In each case, the strategy of chasing the top-performer over the past year and switching each year, or every two, three, four, or five years, would have resulted in a lower return than investing in the Foord Balanced Fund for 10 years. In one case, the investment in the Balanced Fund out-performed the final return from the switching strategy by as much as 58.1 percent
The strategy of investing initially in the Foord Balanced Fund and switching after a year into the previous year’s best performer, or switching into the previous year’s best performer after two, three, four, or five years, produced lower returns in three out of five cases.
In the South African multi-asset low-equity sub-category, Maharajh chose the Prudential Inflation Plus Fund, which returned, on average, 13.4 percent a year over the 10 years to the end of 2014. It was the best performer in this sub-category over the period.
An investment of R100 000 in the Inflation Plus Fund for 10 years would have grown to R351 554. This is about R100 000 more than an investor would have earned if he or she had invested in the Real Element Income Fund (the best performer in 2004) and, over the 10 years, had switched into the best performer of the previous year.
It is also about R125 000 more than an investor would have earned at the end of the 10 years if he or she had invested in the Income Fund on January 1, 2005 and switched every two years into the previous year’s best performer.
Similarly, Maharajh says, investing initially in the Inflation Plus Fund and switching after a year, or after two years, into the previous year’s best performer would have resulted in a lower final value at the end of the 10-year period than from investing in the Inflation Plus Fund throughout. The buy-and-hold strategy would have returned 25.6 percent and 38.2 percent more respectively, he says.
The last sub-category in which Maharajh tested the buy-and-hold strategy against switching was multi-asset income.
Here, Maharajh chose the Coronation Strategic Income Fund, which returned, on average, 9.42 percent a year over the 10 years to the end of 2014 and was the top-performing fund in this sub-category over the 10-year period.

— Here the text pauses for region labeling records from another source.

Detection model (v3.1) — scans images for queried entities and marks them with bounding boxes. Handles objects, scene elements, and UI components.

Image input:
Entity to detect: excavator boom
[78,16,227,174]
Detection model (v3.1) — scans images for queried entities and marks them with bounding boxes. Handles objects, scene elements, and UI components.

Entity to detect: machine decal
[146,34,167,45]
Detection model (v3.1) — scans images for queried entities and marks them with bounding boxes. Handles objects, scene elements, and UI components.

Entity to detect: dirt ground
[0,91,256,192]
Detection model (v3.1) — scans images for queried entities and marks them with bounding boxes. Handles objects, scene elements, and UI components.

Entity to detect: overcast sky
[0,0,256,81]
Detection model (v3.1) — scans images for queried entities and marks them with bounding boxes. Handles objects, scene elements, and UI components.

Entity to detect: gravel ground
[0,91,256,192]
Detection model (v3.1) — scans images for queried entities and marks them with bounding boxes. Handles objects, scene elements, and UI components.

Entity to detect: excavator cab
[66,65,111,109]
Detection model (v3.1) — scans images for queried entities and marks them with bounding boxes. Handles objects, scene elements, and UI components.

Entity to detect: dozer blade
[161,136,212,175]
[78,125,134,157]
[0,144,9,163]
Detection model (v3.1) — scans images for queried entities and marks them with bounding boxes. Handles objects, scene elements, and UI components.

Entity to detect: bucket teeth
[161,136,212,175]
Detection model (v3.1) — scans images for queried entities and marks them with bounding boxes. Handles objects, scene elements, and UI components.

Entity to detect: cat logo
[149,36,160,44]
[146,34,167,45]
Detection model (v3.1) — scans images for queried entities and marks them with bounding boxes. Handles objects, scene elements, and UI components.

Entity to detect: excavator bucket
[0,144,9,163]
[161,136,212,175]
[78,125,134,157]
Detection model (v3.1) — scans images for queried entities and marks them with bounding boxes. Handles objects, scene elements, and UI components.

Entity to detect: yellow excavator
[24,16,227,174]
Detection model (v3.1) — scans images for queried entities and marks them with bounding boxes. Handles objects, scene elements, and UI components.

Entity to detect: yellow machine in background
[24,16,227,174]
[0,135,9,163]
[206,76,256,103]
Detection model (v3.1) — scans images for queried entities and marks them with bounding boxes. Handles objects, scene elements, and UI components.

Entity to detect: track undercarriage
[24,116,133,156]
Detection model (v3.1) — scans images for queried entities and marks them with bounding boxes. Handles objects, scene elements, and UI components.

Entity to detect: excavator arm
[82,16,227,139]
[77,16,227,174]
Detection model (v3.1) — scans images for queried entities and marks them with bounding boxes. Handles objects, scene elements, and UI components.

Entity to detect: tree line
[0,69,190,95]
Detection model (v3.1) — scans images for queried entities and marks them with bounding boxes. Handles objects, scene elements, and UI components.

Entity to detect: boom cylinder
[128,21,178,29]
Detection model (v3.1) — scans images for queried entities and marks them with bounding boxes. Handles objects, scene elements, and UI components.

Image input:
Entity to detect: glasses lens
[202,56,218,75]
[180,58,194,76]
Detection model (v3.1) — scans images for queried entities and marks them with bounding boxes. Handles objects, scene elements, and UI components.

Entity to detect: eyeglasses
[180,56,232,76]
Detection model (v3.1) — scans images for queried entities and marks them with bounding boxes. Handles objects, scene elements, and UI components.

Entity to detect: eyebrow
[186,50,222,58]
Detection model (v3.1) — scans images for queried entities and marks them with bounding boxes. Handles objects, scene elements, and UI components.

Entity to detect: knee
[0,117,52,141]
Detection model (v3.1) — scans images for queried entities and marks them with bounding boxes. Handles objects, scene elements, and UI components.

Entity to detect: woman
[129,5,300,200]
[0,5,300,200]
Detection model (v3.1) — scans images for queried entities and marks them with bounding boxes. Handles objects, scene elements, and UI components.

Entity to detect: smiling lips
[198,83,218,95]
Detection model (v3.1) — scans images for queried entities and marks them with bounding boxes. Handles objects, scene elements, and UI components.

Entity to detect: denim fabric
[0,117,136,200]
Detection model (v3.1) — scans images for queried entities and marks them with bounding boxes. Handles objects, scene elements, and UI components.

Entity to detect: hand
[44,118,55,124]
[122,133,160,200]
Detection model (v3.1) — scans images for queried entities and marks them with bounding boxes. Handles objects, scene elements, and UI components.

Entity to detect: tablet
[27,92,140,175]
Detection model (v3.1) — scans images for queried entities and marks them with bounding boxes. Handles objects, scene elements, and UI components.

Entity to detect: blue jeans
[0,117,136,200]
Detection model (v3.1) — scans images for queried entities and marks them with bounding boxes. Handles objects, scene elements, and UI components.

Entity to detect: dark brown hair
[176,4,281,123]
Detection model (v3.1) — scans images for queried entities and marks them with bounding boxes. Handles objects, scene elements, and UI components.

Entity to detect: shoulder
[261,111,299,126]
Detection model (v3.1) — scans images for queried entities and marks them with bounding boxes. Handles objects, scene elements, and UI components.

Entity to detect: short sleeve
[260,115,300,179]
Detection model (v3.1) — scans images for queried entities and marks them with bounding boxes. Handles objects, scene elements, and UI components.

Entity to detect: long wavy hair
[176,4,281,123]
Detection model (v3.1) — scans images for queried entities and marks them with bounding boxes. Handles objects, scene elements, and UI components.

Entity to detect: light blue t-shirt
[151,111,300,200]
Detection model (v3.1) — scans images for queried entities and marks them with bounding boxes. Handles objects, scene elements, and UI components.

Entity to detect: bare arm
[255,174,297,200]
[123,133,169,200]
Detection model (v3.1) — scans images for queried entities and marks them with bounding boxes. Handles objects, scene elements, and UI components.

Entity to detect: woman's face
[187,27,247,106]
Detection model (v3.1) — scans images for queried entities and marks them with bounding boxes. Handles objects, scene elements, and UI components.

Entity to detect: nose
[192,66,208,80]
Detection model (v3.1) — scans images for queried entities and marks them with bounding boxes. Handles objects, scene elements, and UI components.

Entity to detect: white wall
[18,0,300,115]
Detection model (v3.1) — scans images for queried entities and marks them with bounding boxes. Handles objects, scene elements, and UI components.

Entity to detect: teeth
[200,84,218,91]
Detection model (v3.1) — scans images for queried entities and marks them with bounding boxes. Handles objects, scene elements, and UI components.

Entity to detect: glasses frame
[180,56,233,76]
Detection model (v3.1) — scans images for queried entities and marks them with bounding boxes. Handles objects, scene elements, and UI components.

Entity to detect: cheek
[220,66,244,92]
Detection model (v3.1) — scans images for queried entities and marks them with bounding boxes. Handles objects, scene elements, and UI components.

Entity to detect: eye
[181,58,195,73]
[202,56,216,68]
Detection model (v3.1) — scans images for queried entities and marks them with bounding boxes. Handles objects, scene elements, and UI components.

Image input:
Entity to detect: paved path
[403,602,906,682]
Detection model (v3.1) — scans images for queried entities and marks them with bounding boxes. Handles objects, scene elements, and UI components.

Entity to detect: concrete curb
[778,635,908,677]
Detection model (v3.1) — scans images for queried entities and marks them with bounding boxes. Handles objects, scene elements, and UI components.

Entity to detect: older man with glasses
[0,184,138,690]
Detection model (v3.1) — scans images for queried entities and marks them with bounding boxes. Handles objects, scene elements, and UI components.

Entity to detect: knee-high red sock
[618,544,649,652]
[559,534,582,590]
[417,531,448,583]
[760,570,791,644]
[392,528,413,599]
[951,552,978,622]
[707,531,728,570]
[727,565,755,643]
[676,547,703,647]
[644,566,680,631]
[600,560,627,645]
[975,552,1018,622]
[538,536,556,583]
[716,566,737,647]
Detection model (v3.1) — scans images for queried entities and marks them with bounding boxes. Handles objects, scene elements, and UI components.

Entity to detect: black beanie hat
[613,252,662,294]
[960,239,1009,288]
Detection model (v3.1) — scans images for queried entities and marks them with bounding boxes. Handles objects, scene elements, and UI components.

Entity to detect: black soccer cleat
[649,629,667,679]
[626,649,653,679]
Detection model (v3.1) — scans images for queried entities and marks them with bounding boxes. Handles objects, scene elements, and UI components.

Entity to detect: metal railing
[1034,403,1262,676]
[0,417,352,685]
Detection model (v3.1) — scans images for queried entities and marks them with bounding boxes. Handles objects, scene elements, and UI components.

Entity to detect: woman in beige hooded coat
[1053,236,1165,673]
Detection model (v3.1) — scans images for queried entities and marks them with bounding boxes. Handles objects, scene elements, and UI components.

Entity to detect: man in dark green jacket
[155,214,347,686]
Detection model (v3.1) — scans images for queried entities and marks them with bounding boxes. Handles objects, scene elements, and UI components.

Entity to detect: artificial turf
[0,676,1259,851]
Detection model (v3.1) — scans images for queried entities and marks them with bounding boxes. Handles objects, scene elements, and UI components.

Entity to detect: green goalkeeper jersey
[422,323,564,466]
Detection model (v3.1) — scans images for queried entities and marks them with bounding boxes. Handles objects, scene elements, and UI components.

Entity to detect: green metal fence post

The buy-and-hold strategy out-performed the strategies of switching annually or every second year into the best performer of the previous year by 7.32 percent and 5.43 percent respectively.
It also out-performed the strategies that started with an investment in the Strategic Income Fund and switched after a year, or after two years, into the best performer to the end of the previous year by 16.37 and 13.64 percent respectively.
Maharajh says the strategy of buying and holding the funds of a good-quality asset manager will out-perform chasing the best past performers, because the investor leaves the asset allocation decisions to an asset manager and takes a long-term view.
“Being able to withstand short-term volatility and remain invested in the markets proves to be the prudent, most rewarding strategy time and time again when considering established, highly experienced asset management houses with proven track records,” he says.
Many investors don’t have a long-term view on their investments and use investment platforms to switch funds whenever there is market volatility, Maharajh says.